David Cameron announced his intention to hold the Olympic hunger summit in May 2012, a few days after President Barack Obama had launched the "new alliance for food security and nutrition" at the 2012 G8 Summit. British NGOs such as ONE and Save the children had expressed the view that it would be good if Mr Cameron could contribute to the international momentum building to tackle hunger and malnutrition; Britain is due to assume the presidency of the G8 in 2013. Just prior to the summit, Cameron was further urged to do this by a group of athletes in an open letter.

==Attendees==
- Co host Michel Temer, the vice-president of Brazil, a nation which has made exemplary progress over recent years in reducing hunger among its population, and which will host the next Summer Olympics in 2016.
- Irish Taoiseach Enda Kenny, who plans to keep hunger high on the agenda for the European Union when Ireland takes over presidency of the EU in 2013.
- Other politicians including Bangladeshi prime minister Sheikh Hasina, EU development minister Andris Piebalgs, plus high-level officials from India and Kenya.
- Sportsmen including Mo Farah, Pelé and Haile Gebrselassie.
- The summit was also attended by members of various aid organisations, business leaders from the private sector and by food scientists.

==Announcements==
A commitment was made to reduce the number of children left stunted by malnourishment by as much as 25 million prior to the 2016 Olympics, with the EU alone taking responsibility for reducing the number by 7 million. India is doubling their budget for improving nutrition and health, which could affect 100 million women and children. The Children's Investment Fund Foundation announced a multimillion-pound annual investment to reduce stunting and malnutrition.

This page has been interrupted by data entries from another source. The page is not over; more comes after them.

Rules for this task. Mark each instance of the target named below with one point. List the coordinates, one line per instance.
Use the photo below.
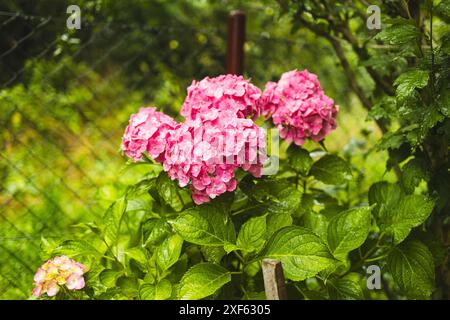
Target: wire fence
(62, 116)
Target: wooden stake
(274, 283)
(236, 40)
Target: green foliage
(411, 265)
(302, 253)
(331, 170)
(325, 215)
(348, 230)
(202, 280)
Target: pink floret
(299, 107)
(147, 131)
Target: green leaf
(155, 231)
(348, 230)
(202, 280)
(213, 254)
(112, 220)
(411, 211)
(252, 234)
(168, 253)
(138, 254)
(286, 202)
(384, 194)
(331, 169)
(318, 223)
(129, 286)
(74, 248)
(299, 159)
(399, 34)
(168, 191)
(301, 252)
(411, 265)
(409, 81)
(109, 277)
(206, 225)
(412, 173)
(345, 288)
(161, 291)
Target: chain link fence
(65, 99)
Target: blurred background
(66, 97)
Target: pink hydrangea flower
(299, 107)
(205, 153)
(210, 96)
(57, 272)
(147, 132)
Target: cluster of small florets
(147, 132)
(211, 96)
(207, 153)
(219, 135)
(299, 107)
(57, 272)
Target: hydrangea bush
(200, 222)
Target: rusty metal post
(274, 283)
(236, 40)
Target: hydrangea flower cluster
(206, 153)
(299, 107)
(219, 135)
(57, 272)
(147, 132)
(216, 138)
(210, 96)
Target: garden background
(66, 97)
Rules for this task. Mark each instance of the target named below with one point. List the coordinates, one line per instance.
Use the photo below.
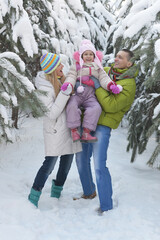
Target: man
(114, 106)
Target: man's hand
(66, 88)
(96, 82)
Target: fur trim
(99, 55)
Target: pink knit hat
(87, 45)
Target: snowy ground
(136, 189)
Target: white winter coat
(57, 137)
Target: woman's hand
(66, 88)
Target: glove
(115, 89)
(66, 88)
(96, 82)
(120, 88)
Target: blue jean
(47, 168)
(103, 178)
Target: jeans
(103, 178)
(47, 168)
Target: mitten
(115, 89)
(66, 88)
(120, 87)
(96, 82)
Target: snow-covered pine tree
(59, 26)
(16, 93)
(138, 28)
(17, 42)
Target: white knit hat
(87, 45)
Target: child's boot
(75, 135)
(34, 197)
(86, 136)
(56, 190)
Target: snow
(157, 49)
(135, 187)
(26, 35)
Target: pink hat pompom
(76, 56)
(99, 55)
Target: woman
(57, 137)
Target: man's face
(121, 60)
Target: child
(88, 63)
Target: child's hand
(66, 88)
(96, 82)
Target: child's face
(88, 56)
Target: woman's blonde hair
(52, 77)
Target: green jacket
(114, 106)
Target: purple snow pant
(92, 109)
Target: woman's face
(59, 70)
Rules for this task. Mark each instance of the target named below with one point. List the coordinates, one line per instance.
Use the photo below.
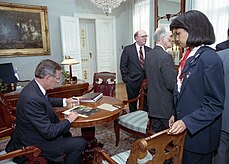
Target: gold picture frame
(23, 30)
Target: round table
(87, 124)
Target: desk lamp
(69, 61)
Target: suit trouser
(73, 147)
(132, 92)
(222, 156)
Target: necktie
(183, 61)
(141, 57)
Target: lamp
(107, 5)
(69, 61)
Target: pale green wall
(57, 8)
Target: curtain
(141, 16)
(218, 14)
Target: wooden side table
(60, 91)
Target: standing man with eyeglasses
(161, 76)
(132, 66)
(38, 125)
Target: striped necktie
(141, 57)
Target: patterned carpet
(105, 135)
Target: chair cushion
(6, 161)
(136, 121)
(122, 158)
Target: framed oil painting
(23, 30)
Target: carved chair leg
(117, 132)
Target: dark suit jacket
(200, 101)
(161, 77)
(222, 46)
(37, 124)
(130, 67)
(224, 55)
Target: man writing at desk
(38, 125)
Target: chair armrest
(31, 152)
(100, 155)
(131, 100)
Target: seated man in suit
(223, 45)
(38, 125)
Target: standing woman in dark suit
(37, 124)
(200, 91)
(132, 70)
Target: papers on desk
(91, 97)
(108, 107)
(83, 111)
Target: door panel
(87, 43)
(70, 42)
(105, 45)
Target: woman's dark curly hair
(199, 28)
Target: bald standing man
(131, 66)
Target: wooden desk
(60, 91)
(88, 124)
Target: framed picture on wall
(23, 30)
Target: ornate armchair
(138, 122)
(104, 82)
(7, 115)
(154, 149)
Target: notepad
(91, 97)
(108, 107)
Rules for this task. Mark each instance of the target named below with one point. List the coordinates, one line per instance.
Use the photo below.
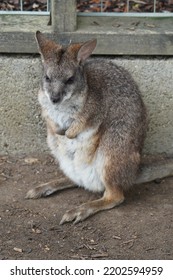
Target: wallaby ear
(86, 50)
(47, 48)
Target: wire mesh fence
(24, 6)
(125, 6)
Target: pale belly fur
(77, 163)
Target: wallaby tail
(153, 168)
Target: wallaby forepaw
(38, 192)
(76, 215)
(70, 133)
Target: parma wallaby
(96, 125)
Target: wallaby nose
(55, 99)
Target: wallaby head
(63, 67)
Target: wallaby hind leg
(112, 197)
(49, 188)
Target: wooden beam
(63, 15)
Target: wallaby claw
(75, 215)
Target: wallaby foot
(49, 188)
(108, 201)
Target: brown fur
(96, 123)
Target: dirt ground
(140, 228)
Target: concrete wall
(21, 127)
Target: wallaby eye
(70, 80)
(47, 79)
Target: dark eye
(70, 80)
(47, 79)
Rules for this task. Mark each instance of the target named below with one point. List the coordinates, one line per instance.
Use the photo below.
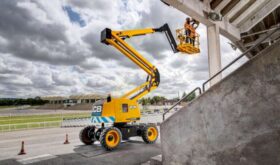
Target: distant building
(73, 99)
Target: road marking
(36, 158)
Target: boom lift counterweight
(124, 110)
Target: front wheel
(87, 135)
(150, 134)
(110, 138)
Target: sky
(53, 47)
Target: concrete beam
(236, 9)
(249, 12)
(274, 37)
(197, 9)
(221, 5)
(259, 15)
(229, 6)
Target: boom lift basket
(190, 47)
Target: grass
(7, 106)
(36, 121)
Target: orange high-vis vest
(189, 27)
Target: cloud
(46, 50)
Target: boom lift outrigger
(124, 110)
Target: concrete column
(214, 53)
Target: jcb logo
(97, 108)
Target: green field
(9, 123)
(8, 106)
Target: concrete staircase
(235, 122)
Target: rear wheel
(110, 138)
(150, 134)
(87, 135)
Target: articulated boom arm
(116, 39)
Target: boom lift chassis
(123, 112)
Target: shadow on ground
(132, 152)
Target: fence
(26, 126)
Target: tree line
(20, 101)
(157, 99)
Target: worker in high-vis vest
(189, 31)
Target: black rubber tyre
(150, 134)
(87, 135)
(110, 138)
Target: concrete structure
(240, 127)
(242, 22)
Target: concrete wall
(236, 122)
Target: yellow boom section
(116, 39)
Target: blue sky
(53, 48)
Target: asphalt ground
(45, 146)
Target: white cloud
(43, 53)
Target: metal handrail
(243, 54)
(236, 59)
(174, 105)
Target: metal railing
(183, 98)
(227, 66)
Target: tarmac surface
(45, 146)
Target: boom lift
(123, 112)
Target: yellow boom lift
(123, 112)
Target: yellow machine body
(126, 109)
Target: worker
(194, 25)
(188, 29)
(109, 98)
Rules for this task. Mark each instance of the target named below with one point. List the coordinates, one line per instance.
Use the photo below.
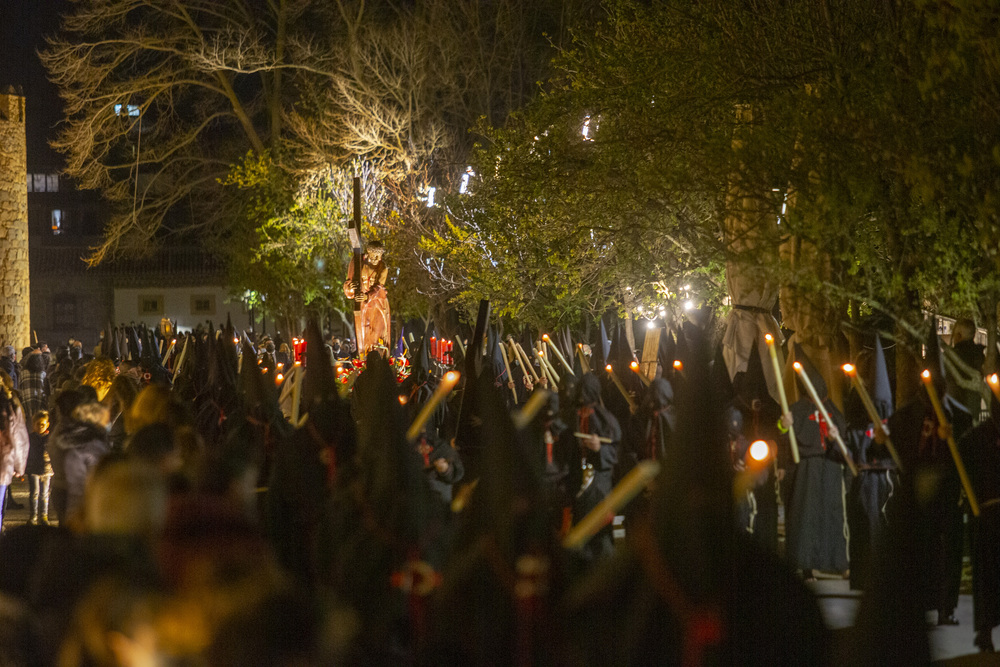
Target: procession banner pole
(826, 416)
(952, 446)
(866, 399)
(506, 366)
(769, 339)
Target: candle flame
(759, 451)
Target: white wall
(177, 304)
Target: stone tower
(15, 327)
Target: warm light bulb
(759, 450)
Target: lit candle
(630, 486)
(447, 383)
(621, 387)
(555, 351)
(952, 446)
(866, 400)
(635, 369)
(994, 382)
(826, 415)
(769, 339)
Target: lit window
(150, 304)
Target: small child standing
(39, 468)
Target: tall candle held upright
(826, 416)
(792, 441)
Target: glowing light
(759, 451)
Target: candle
(621, 387)
(506, 367)
(630, 486)
(635, 369)
(447, 383)
(952, 446)
(994, 382)
(826, 415)
(866, 400)
(769, 339)
(555, 350)
(170, 348)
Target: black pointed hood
(814, 375)
(881, 388)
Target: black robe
(926, 457)
(815, 520)
(980, 450)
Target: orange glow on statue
(373, 297)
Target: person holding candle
(980, 449)
(596, 455)
(815, 520)
(922, 442)
(870, 493)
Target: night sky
(23, 27)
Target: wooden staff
(297, 392)
(555, 350)
(866, 400)
(506, 367)
(180, 359)
(448, 383)
(826, 416)
(635, 369)
(170, 348)
(627, 489)
(952, 446)
(544, 359)
(584, 364)
(535, 402)
(792, 440)
(621, 387)
(523, 358)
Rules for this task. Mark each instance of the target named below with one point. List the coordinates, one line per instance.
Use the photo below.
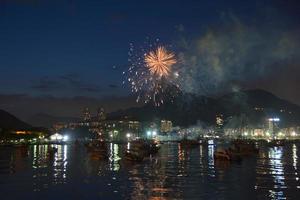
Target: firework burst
(160, 61)
(151, 74)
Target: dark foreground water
(175, 173)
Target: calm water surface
(175, 173)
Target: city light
(154, 133)
(65, 138)
(274, 119)
(56, 137)
(149, 133)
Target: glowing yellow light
(160, 61)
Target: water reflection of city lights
(60, 164)
(211, 161)
(114, 157)
(277, 171)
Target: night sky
(61, 55)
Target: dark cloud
(65, 82)
(113, 86)
(117, 17)
(25, 106)
(46, 84)
(236, 52)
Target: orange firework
(160, 61)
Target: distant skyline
(61, 49)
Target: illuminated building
(219, 122)
(273, 126)
(101, 115)
(86, 115)
(165, 126)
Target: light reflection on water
(175, 173)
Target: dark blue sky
(67, 48)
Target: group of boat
(236, 151)
(137, 151)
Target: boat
(243, 148)
(222, 154)
(133, 156)
(276, 143)
(189, 143)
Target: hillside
(45, 120)
(187, 109)
(8, 121)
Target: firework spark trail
(151, 75)
(160, 61)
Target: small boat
(276, 143)
(134, 156)
(189, 143)
(52, 151)
(222, 154)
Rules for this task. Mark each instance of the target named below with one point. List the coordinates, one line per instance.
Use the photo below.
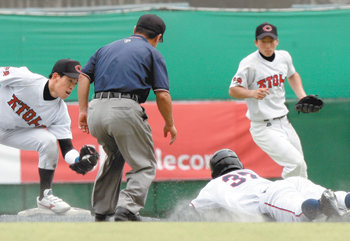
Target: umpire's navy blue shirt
(130, 65)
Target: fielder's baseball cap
(266, 29)
(153, 23)
(69, 67)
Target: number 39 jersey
(255, 72)
(237, 192)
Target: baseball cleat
(52, 202)
(329, 204)
(123, 214)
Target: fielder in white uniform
(246, 196)
(34, 117)
(260, 79)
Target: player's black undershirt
(47, 95)
(270, 59)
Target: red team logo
(270, 81)
(22, 109)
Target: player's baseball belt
(276, 118)
(112, 94)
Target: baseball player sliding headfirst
(35, 116)
(260, 79)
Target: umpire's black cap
(153, 23)
(266, 29)
(69, 67)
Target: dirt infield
(174, 231)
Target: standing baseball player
(34, 117)
(245, 196)
(123, 73)
(260, 79)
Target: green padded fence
(202, 51)
(202, 48)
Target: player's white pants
(280, 141)
(283, 199)
(33, 139)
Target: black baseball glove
(87, 160)
(309, 104)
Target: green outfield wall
(202, 50)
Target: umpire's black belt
(112, 94)
(276, 118)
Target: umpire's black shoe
(329, 204)
(123, 214)
(100, 217)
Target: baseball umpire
(35, 116)
(260, 79)
(123, 73)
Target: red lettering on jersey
(261, 83)
(13, 102)
(275, 80)
(35, 122)
(29, 115)
(271, 81)
(268, 79)
(6, 72)
(24, 107)
(281, 80)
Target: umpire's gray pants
(121, 127)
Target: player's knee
(311, 208)
(48, 152)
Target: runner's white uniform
(270, 127)
(31, 122)
(248, 197)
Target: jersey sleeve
(160, 74)
(289, 62)
(89, 69)
(242, 75)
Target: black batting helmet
(223, 161)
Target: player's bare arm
(83, 96)
(297, 85)
(163, 99)
(239, 92)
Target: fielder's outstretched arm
(239, 92)
(296, 85)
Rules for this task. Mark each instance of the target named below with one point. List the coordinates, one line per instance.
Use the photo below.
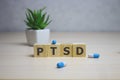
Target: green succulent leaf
(37, 19)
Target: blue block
(60, 65)
(54, 41)
(96, 55)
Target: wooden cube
(66, 50)
(53, 50)
(79, 50)
(40, 50)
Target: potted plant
(37, 21)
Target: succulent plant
(37, 19)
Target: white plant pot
(37, 36)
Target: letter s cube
(79, 50)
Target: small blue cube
(54, 41)
(60, 64)
(94, 55)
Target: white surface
(66, 15)
(38, 36)
(17, 61)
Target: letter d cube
(53, 50)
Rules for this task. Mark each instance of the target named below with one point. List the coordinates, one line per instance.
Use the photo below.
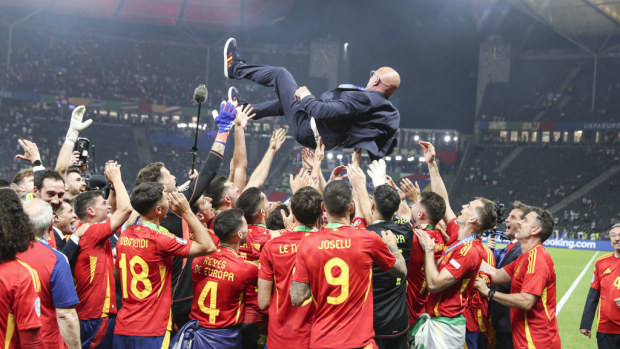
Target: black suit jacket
(500, 314)
(355, 118)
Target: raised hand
(376, 172)
(244, 114)
(277, 139)
(226, 118)
(112, 171)
(77, 125)
(307, 159)
(337, 175)
(356, 176)
(299, 181)
(31, 151)
(412, 191)
(178, 203)
(429, 151)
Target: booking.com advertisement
(572, 244)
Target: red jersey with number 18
(337, 263)
(144, 256)
(220, 281)
(607, 279)
(289, 326)
(534, 273)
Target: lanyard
(465, 240)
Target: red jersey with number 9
(144, 256)
(220, 281)
(337, 263)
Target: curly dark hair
(16, 231)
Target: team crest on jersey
(455, 263)
(37, 306)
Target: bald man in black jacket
(349, 116)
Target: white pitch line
(573, 286)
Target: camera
(82, 145)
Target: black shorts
(608, 341)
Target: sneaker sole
(233, 40)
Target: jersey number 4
(342, 280)
(139, 278)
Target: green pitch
(568, 265)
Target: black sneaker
(231, 57)
(234, 96)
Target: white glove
(76, 124)
(376, 172)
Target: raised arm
(360, 194)
(75, 127)
(258, 177)
(212, 164)
(437, 184)
(239, 162)
(123, 205)
(202, 244)
(319, 155)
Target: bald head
(40, 214)
(385, 80)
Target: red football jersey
(20, 305)
(417, 293)
(93, 273)
(534, 273)
(337, 263)
(257, 236)
(220, 281)
(144, 257)
(359, 222)
(607, 279)
(477, 310)
(289, 326)
(463, 262)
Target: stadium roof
(221, 15)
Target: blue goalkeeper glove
(227, 116)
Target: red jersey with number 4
(289, 326)
(534, 273)
(417, 293)
(607, 279)
(144, 256)
(20, 305)
(220, 281)
(93, 273)
(337, 263)
(477, 311)
(463, 262)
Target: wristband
(491, 294)
(221, 137)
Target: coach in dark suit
(500, 314)
(349, 116)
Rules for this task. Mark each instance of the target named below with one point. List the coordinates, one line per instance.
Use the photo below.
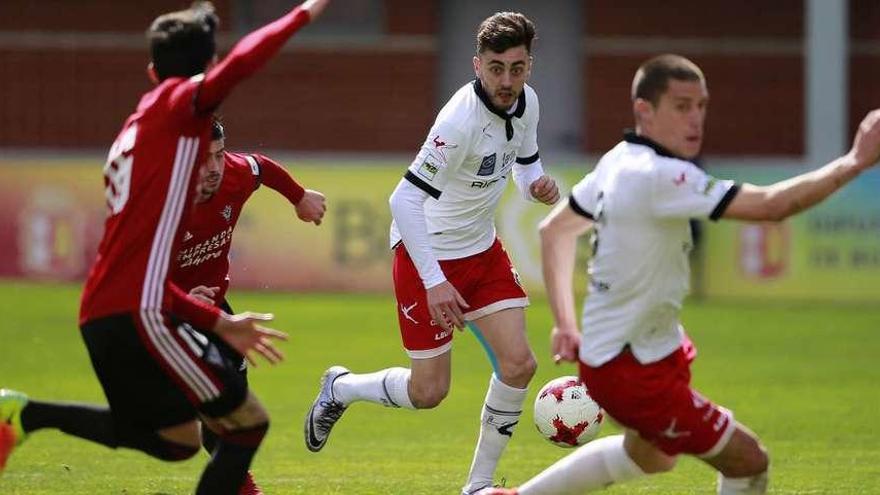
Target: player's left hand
(545, 190)
(311, 207)
(244, 334)
(564, 344)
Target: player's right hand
(314, 7)
(244, 334)
(204, 294)
(446, 306)
(311, 207)
(866, 145)
(564, 344)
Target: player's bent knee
(249, 437)
(428, 396)
(174, 452)
(657, 464)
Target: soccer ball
(565, 414)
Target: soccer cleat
(11, 431)
(11, 405)
(249, 487)
(498, 491)
(325, 411)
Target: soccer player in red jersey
(159, 375)
(634, 355)
(227, 179)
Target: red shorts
(487, 281)
(657, 401)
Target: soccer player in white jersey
(633, 352)
(449, 266)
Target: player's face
(211, 172)
(676, 123)
(503, 75)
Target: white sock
(753, 485)
(389, 387)
(500, 414)
(591, 467)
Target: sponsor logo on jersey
(507, 160)
(706, 185)
(487, 166)
(441, 146)
(483, 184)
(427, 170)
(206, 250)
(404, 310)
(681, 179)
(671, 433)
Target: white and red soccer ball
(565, 414)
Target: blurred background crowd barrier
(348, 102)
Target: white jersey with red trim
(464, 166)
(641, 199)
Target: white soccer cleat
(325, 411)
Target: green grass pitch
(804, 377)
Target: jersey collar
(507, 117)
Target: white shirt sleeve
(584, 198)
(441, 154)
(528, 150)
(682, 190)
(408, 209)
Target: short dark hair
(218, 132)
(505, 30)
(182, 42)
(652, 78)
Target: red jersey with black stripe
(148, 178)
(203, 258)
(149, 184)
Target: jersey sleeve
(584, 198)
(441, 155)
(275, 177)
(206, 91)
(682, 190)
(528, 151)
(201, 315)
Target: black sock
(86, 421)
(97, 424)
(232, 458)
(209, 439)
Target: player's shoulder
(461, 111)
(531, 97)
(174, 92)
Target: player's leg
(239, 435)
(423, 385)
(742, 464)
(492, 289)
(504, 332)
(143, 401)
(596, 465)
(209, 438)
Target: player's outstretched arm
(783, 199)
(244, 333)
(559, 232)
(310, 205)
(252, 52)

The UN's World Food Programme is to provide assistance for Rwandan farmers to grow iron-rich beans for emergency food relief. Private sector companies including Unilever, Syngenta and GSK undertook to improving the affordability of nutritious food in poor regions. Britain will fund research into crops that are both drought-resistant and rich in nutrients, as well as research into nutritious seeds and tubers, such as the sweet potato.

==Reception==
The summit has been broadly welcomed by aid agencies. Justin Forsyth, CEO of Save the Children, wrote that the boost provided by the summit to the fight against hunger could turn out to be the "real legacy" of the 2012 games. Molly Kinder, director for Agriculture and European policy at ONE, told The Guardian she was impressed with the substantive nature of the Summit's outcome, and especially with the EU committing to a specific target, something they rarely do. There has however been concern that the partnerships with big private sector players may distract from the role other large Corporations sometimes have in aggravating hunger, by manipulating global markets to their advantage, and in some cases by purchasing large areas of land in African countries and then driving small holders from their farms. George Monbiot says the summit may distract from the West's role in worsening hunger by setting targets that cause arable lands to be used to produce bio fuel instead of food. Writing just before the summit, British food bank network The Trussell Trust warned that attention is also needed for the growing problem of domestic hunger within Britain, where millions are now suffering from food insecurity.